Кэйа ничего не понимает.
Не понимает, когда его отстраняют так же грубо, откидываются на спинку кресла, и смотрят снизу-вверх глубоко и страшно.
И, видимо, не найдя сопротивления, рука во всё тех же кожаных перчатках мягко соскальзывает на шею, большим пальцем поглаживая нижнюю губу. И смотрят смотрят смотрят уже без диких эмоций, но не менее гипнотизирующие. На контрасте идут мурашки, кожа колется настолько ощутимо, что появляется желание её содрать, а ноги бросаются в дрожь. Ведомый тем, кто тянет на себя, он неосознанно падает на чужие колени. Его не брал так алкоголь. Никогда. Кэйа открыл заново для себя опьянение.
И прежде, чем мысли вновь падают на дно, рука мужчины обнимает за талию крепко и уверенно, как никогда прежде. Кэйа не понимает, но сдаётся, окунаясь во что-то тёплое, лишающее воли. Дилюк, запрокинув голову, вновь целует. По другому. Нежно, бережно, по очереди сминая губы, словно дорвался, заставив прижаться к себе и обхватить плечи, будто он — необходимость, без которой Кэйа чудом дожил до своих лет. И прежде, чем окончательно сдаться, он запоздало осознаёт, что отвечает. Инстинктивно подстраиваясь так идеально в ритм, что его бесповоротно кроет.

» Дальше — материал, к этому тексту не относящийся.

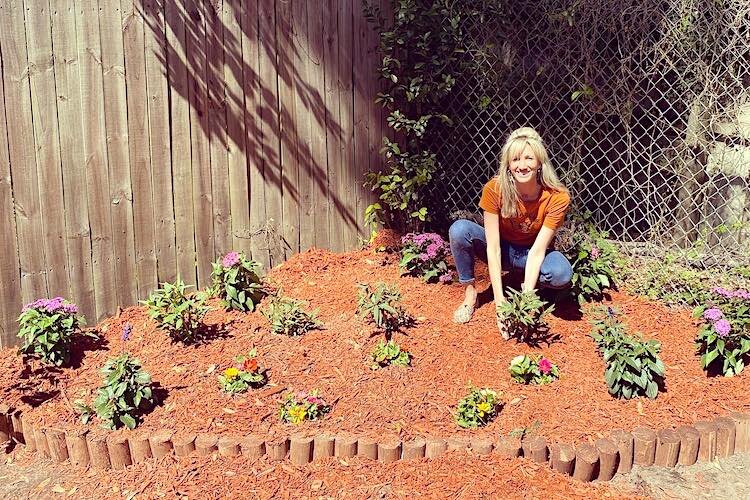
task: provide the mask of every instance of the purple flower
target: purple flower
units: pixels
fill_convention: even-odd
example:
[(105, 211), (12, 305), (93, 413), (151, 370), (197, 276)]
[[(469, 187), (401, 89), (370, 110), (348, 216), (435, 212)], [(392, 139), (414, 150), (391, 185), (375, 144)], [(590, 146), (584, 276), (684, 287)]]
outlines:
[(125, 323), (125, 326), (122, 327), (122, 341), (125, 342), (130, 338), (130, 332), (133, 331), (133, 325), (130, 324), (130, 322)]
[(78, 307), (75, 304), (68, 304), (62, 297), (54, 299), (37, 299), (34, 302), (23, 306), (23, 312), (29, 309), (36, 309), (39, 312), (56, 313), (63, 312), (66, 314), (77, 314)]
[(615, 315), (615, 310), (612, 309), (611, 307), (607, 306), (607, 316), (609, 316), (611, 318), (614, 315)]
[(311, 404), (314, 404), (314, 405), (319, 405), (319, 404), (322, 404), (322, 403), (323, 403), (323, 400), (322, 400), (322, 399), (320, 399), (320, 398), (316, 398), (315, 396), (308, 396), (308, 397), (306, 398), (306, 401), (307, 401), (308, 403), (311, 403)]
[(719, 337), (726, 337), (732, 330), (732, 325), (729, 324), (729, 321), (720, 319), (719, 321), (714, 323), (714, 330), (716, 330), (716, 333), (719, 335)]
[(715, 288), (712, 288), (711, 291), (715, 293), (716, 295), (721, 295), (724, 298), (731, 299), (734, 297), (734, 293), (727, 290), (726, 288), (722, 288), (720, 286), (717, 286)]
[(599, 254), (599, 247), (597, 247), (596, 245), (592, 245), (591, 246), (591, 258), (594, 259), (594, 260), (596, 260), (596, 259), (599, 258), (599, 255), (600, 255)]
[(427, 245), (427, 255), (431, 259), (434, 259), (435, 257), (437, 257), (440, 250), (442, 250), (442, 246), (439, 243), (433, 242)]
[(734, 292), (734, 296), (738, 299), (750, 300), (750, 292), (747, 290), (737, 290)]
[(724, 317), (724, 313), (718, 307), (712, 307), (703, 313), (703, 317), (711, 321), (718, 321)]
[(430, 256), (426, 253), (420, 253), (419, 260), (421, 260), (422, 262), (427, 262), (428, 260), (430, 260)]
[(297, 394), (294, 395), (295, 399), (305, 399), (307, 397), (307, 393), (305, 391), (299, 391)]
[(539, 366), (539, 371), (544, 375), (547, 375), (552, 371), (552, 361), (547, 358), (540, 359), (537, 366)]
[(221, 265), (224, 267), (232, 267), (239, 263), (240, 261), (240, 254), (237, 252), (229, 252), (224, 256), (224, 258), (221, 260)]
[(448, 271), (447, 273), (441, 275), (440, 278), (438, 278), (438, 280), (440, 281), (440, 283), (450, 283), (453, 281), (453, 274), (451, 274), (451, 272)]

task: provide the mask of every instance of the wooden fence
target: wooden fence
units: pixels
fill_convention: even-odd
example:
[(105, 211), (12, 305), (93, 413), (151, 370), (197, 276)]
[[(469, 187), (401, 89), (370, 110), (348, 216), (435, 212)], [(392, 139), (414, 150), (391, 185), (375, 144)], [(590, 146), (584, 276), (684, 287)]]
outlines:
[(36, 298), (93, 323), (232, 249), (353, 247), (376, 44), (360, 0), (0, 0), (0, 345)]

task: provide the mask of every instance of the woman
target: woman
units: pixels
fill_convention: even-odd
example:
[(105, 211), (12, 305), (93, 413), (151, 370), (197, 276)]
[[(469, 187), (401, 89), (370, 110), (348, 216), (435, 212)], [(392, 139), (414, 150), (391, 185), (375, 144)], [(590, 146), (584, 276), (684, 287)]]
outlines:
[[(449, 231), (459, 281), (466, 285), (454, 321), (466, 323), (474, 312), (476, 257), (486, 256), (496, 304), (505, 302), (501, 267), (523, 271), (524, 291), (536, 289), (537, 283), (555, 289), (570, 285), (570, 262), (549, 249), (569, 205), (568, 190), (555, 174), (539, 134), (530, 127), (514, 130), (503, 146), (498, 174), (482, 190), (484, 228), (462, 219)], [(508, 339), (500, 317), (497, 326)]]

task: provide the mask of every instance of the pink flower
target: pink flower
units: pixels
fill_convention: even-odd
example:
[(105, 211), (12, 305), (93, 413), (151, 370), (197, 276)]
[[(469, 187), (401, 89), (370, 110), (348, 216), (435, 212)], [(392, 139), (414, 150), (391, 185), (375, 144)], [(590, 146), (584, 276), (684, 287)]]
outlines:
[(549, 372), (552, 371), (552, 362), (547, 358), (540, 359), (538, 366), (539, 371), (545, 375), (549, 374)]
[(453, 275), (449, 271), (440, 276), (439, 281), (440, 283), (450, 283), (451, 281), (453, 281)]
[(221, 265), (224, 267), (232, 267), (238, 264), (240, 261), (240, 254), (237, 252), (229, 252), (221, 260)]
[(719, 337), (726, 337), (729, 335), (729, 332), (732, 331), (732, 325), (729, 324), (729, 321), (725, 319), (720, 319), (716, 323), (714, 323), (714, 329), (716, 330), (716, 333), (719, 335)]
[(724, 317), (724, 314), (721, 312), (721, 309), (712, 307), (711, 309), (706, 309), (703, 313), (703, 317), (711, 321), (718, 321)]
[(599, 255), (600, 255), (600, 253), (599, 253), (599, 247), (597, 247), (596, 245), (592, 245), (592, 247), (591, 247), (591, 258), (594, 259), (594, 260), (596, 260), (596, 259), (599, 258)]

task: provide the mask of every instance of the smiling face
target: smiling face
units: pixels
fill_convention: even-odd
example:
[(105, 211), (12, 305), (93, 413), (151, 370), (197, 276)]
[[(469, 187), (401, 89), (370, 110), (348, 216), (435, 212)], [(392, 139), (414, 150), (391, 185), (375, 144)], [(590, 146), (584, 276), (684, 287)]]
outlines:
[(541, 167), (541, 162), (528, 144), (524, 143), (523, 149), (519, 147), (509, 155), (508, 168), (517, 184), (536, 183)]

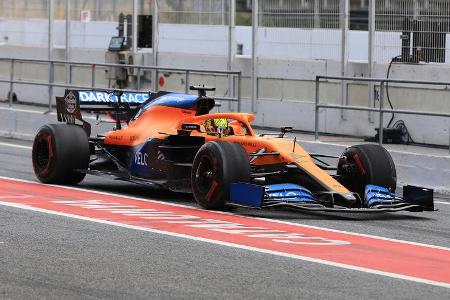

Забываясь в удовольствии, нагло перехватывает инициативу на себя, проведя языком по зубам, и смело проникает в рот. Дилюк пропускает недовольный стон, сжав его горло, но не отстраняет. Усиливает напор, вновь агрессивно вспыхнув, и Кэйа сквозь поцелуй улыбается. По нервам бежит электричество, пробуждая ощущения, которых он раньше не знал и не думал, что способен познать. Иррационально, безумно слиться с обжигающим дыханием своей не умещающиеся в словах мечты.
Пальцы подрагивают от жадности. Они тянутся к верхним пуговицам, чтобы пробраться к оголённой коже, любовно оглаживая многочисленные шрамы на груди, плечах, спине. Дилюк в ответ ведёт ладонями по бедрам, бесится на свои плотные перчатки и его обтягивающие брюки, и — Архонты — рычит, забираясь под рубашку. Кэйа вздрагивает от холодного прикосновения кожи — такое чувствительное место. Он пропускает тихий стон, когда мужчина осторожно проводит по забинтованному месту, не с раненой стороны. Сам же спасал, сам же первую повязку накладывал.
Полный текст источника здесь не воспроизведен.